10.06.2020 par LMV
num.300 juillet-août 2020 p.10
Des pistes cyclables pour « un avenir décarbonisé »

Ce sont là les mots que Delphine Klopfenstein Broggini a choisis pour terminer le texte qu’elle a ensuite déposée comme motion auprès du Conseil National le 4 mai 2020. Cette élue du parti des Vert.e.s, habitante de Versoix, veut « assurer la distanciation physique dans les déplacements » en chargeant le Conseil fédéral de « créer un cadre légal » permettant aux cantons de mettre d’avantage en avant le cyclisme pendant la crise du Covid-19. Dans un climat tendu autour de la question des nouvelles bandes cyclables établies par le Conseil d’Etat le 13 mai 2020 à Genève, le Versoix-Région a recueilli ses arguments et ses impressions.

Delphine Klopfenstein Broggini ne s’en cache pas: « Je ne dirais pas que c’est opportuniste, mais plutôt que c'est une opportunité. Cette crise représente un moment d’apprentissage énorme. Nous sommes confrontés aux limites de notre système. » Ses motivations sont claires et avant tout écologiques. « C’est la bonne occasion de faire des changements durables. Le vélo et la marche à pied sont des solutions à la fragilité de notre système. »

Si sa motion est acceptée, le Conseil fédéral devra permettre une plus grande marge de manoeuvre aux cantons afin que ceux-ci puissent adapter plus facilement et rapidement le réseau routier à un afflux de cyclistes. Cela entrainera vraisemblablement plus de prises d’initiatives et le développement de mesures comme celles établies le 13 mai à Genève. Ces modifications sur les routes du canton ont fait couler beaucoup d’encre dans les deux camps.

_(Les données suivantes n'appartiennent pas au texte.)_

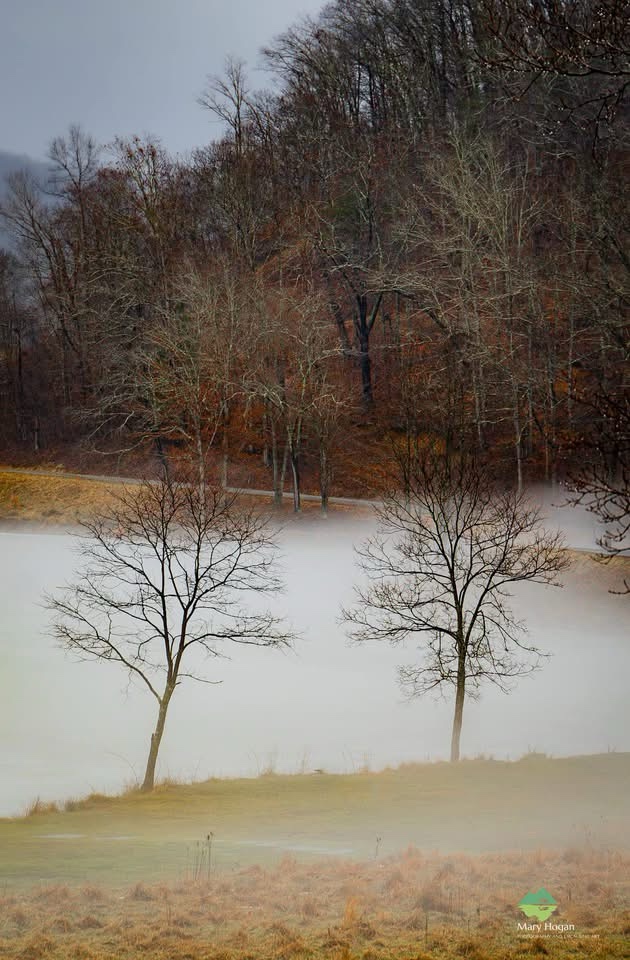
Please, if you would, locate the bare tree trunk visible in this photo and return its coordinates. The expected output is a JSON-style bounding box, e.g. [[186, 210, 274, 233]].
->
[[319, 441, 330, 515], [140, 684, 175, 793], [451, 656, 466, 763]]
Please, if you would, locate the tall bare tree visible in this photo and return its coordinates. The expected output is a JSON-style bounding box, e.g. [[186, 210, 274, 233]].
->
[[343, 450, 567, 761], [48, 476, 291, 791]]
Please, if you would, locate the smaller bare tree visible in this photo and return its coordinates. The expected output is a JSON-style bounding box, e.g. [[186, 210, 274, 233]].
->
[[343, 451, 567, 761], [48, 477, 291, 791]]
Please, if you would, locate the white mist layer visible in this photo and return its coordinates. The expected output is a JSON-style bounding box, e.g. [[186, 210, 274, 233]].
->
[[0, 496, 630, 815]]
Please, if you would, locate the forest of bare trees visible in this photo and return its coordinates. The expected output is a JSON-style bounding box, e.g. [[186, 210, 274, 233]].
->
[[0, 0, 630, 528]]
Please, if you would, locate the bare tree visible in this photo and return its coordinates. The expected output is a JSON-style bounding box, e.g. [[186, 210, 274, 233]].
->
[[569, 388, 630, 595], [343, 451, 567, 761], [48, 477, 291, 791]]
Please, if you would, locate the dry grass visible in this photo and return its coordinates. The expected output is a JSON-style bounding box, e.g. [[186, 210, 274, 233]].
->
[[0, 470, 119, 525], [0, 465, 366, 526], [0, 847, 630, 960]]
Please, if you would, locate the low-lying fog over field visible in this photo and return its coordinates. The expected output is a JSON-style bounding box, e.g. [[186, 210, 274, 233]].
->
[[0, 488, 630, 815]]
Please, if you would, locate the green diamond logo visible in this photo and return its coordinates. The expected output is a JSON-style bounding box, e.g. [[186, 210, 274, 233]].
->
[[518, 887, 558, 920]]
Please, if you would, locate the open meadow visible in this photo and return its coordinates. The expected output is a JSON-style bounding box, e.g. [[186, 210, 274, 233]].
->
[[0, 754, 630, 960]]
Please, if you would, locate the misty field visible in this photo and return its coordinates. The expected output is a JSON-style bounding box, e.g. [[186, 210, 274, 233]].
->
[[0, 754, 630, 960]]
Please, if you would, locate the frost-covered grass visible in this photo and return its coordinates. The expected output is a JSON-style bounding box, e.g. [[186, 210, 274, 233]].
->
[[0, 753, 630, 886], [0, 847, 630, 960]]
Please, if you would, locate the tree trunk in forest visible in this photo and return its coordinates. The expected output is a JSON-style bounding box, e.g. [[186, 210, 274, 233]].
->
[[140, 684, 175, 793], [451, 654, 466, 763]]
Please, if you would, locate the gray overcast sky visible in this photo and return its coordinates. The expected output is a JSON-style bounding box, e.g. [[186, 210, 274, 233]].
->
[[0, 0, 324, 158]]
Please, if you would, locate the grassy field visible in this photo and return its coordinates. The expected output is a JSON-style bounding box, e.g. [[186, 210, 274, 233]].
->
[[0, 754, 630, 960], [0, 465, 358, 527], [0, 753, 630, 885]]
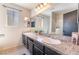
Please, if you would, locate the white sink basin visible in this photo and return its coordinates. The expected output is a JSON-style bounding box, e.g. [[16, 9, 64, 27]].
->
[[44, 38, 61, 45]]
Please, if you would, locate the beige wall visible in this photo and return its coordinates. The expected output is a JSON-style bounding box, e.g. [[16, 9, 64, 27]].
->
[[0, 4, 30, 48]]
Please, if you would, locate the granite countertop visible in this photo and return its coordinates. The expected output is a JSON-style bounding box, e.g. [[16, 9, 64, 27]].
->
[[23, 33, 79, 55]]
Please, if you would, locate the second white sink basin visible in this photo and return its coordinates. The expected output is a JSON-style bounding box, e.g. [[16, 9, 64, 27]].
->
[[44, 38, 61, 45]]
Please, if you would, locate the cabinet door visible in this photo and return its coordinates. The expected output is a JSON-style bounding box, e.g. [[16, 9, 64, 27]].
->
[[33, 46, 43, 55], [28, 38, 33, 54], [45, 47, 60, 55], [22, 35, 28, 48]]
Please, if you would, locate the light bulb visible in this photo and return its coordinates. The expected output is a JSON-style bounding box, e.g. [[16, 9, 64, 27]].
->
[[43, 3, 47, 5]]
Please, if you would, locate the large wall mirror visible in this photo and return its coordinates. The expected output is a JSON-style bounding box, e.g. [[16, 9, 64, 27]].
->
[[33, 3, 78, 36]]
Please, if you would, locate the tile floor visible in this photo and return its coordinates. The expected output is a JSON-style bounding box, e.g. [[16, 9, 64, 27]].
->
[[0, 46, 30, 55]]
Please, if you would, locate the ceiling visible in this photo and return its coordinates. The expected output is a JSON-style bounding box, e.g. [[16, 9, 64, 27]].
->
[[16, 3, 78, 15], [16, 3, 37, 10], [42, 3, 78, 16]]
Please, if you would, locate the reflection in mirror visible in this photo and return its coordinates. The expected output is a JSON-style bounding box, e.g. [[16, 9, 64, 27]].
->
[[32, 3, 78, 35]]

« C’est une bonne nouvelle ce qui se passe à Genève ! On le voit bien, le PLR est déchiré sur la question. On doit trouver des solutions ambitieuses et ces aménagements amènent vraiment du changement. » La conseillère nationale se réjouit presque de la polémique amenée par ces bandes cyclables à l’essai. Elle admet néanmoins que l’exécution a peut-être été un peu rapide et que certains traçages nécessitent une réflexion plus poussée. « Mais grâce à ce côté provocateur, elles ont fait parler d’elles. On doit prendre parfois des initiatives un peu extrêmes pour faire bouger les choses. » Pour elle, il n’y a aucun doute. Il faut repenser l’entièreté du système au plus vite, rendre les bandes cyclables permanentes et en dessiner d’autres. « Il y a une grande tradition automobile à Genève qu’il faut changer. On est à la traine. »

Dans le texte de la motion, elle donne l’exemple de plusieurs villes qui ont décidé d’élargir leurs réseaux de bandes cyclables en réponse à la crise du coronavirus. Les mots de Claudia Lopez, maire de Bogotá, sont cités directement: «Le vélo, en tant que moyen de transport individuel, représente l'une des alternatives les plus hygiéniques pour la prévention du virus, en particulier dans cette première étape préventive où il est recommandé d'éviter les contacts étroits et les foules ». D’après le journal Libération, le réseau cyclable de cette métropole de plus de 8 millions d’habitants compte déjà 540 kilomètres et fait l’objet de 880 000 voyages par jour en temps normal. En plus de cela, le dimanche venu, plusieurs des grands axes sont totalement fermés aux voitures entre 7h et 14h pour permettre aux citadins de se promener et faire de l’exercice. « Des mesures sont prises dans des grandes villes mais à Genève, alors que la moyenne des déplacements est d’à peine 3km, on a du mal à faire bouger les choses. »

Interrogée sur les nouveaux traçages à Versoix, Delphine Klopfenstein Broggini ne se dit pas satisfaite. « Il faut comprendre quelque chose: les cyclistes pédalent ! N’importe quel détour ou montée à franchir peut être dissuasif. Il faut prendre cela en compte lorsque l’on pense à l’aménagement routier. Depuis Versoix, on pourrait par exemple suivre les rails pour se rendre en ville. C’est beaucoup plus direct. »

Au cours de l’entretien, la conseillère nationale a exposé une équation simple: « Si l’on crée plus de bandes cyclables, les cyclistes se sentiront plus à l’aise sur la route. S’ils se sentent plus à l’aise sur la route, ils prendront plus le vélo. Plus de personnes qui prennent le vélo implique moins de voitures sur la route. Au final, en redistribuant l’espace attribué aux voitures, on peut faire diminuer les bouchons. Il faut considérer le cyclisme comme un vrai interlocuteur. » Le Conseil National suivra-t-il ce schéma ? L’accueil qu’il réservera à cette motion sera un bon moyen d’évaluer l’étendue de la vague verte à Berne.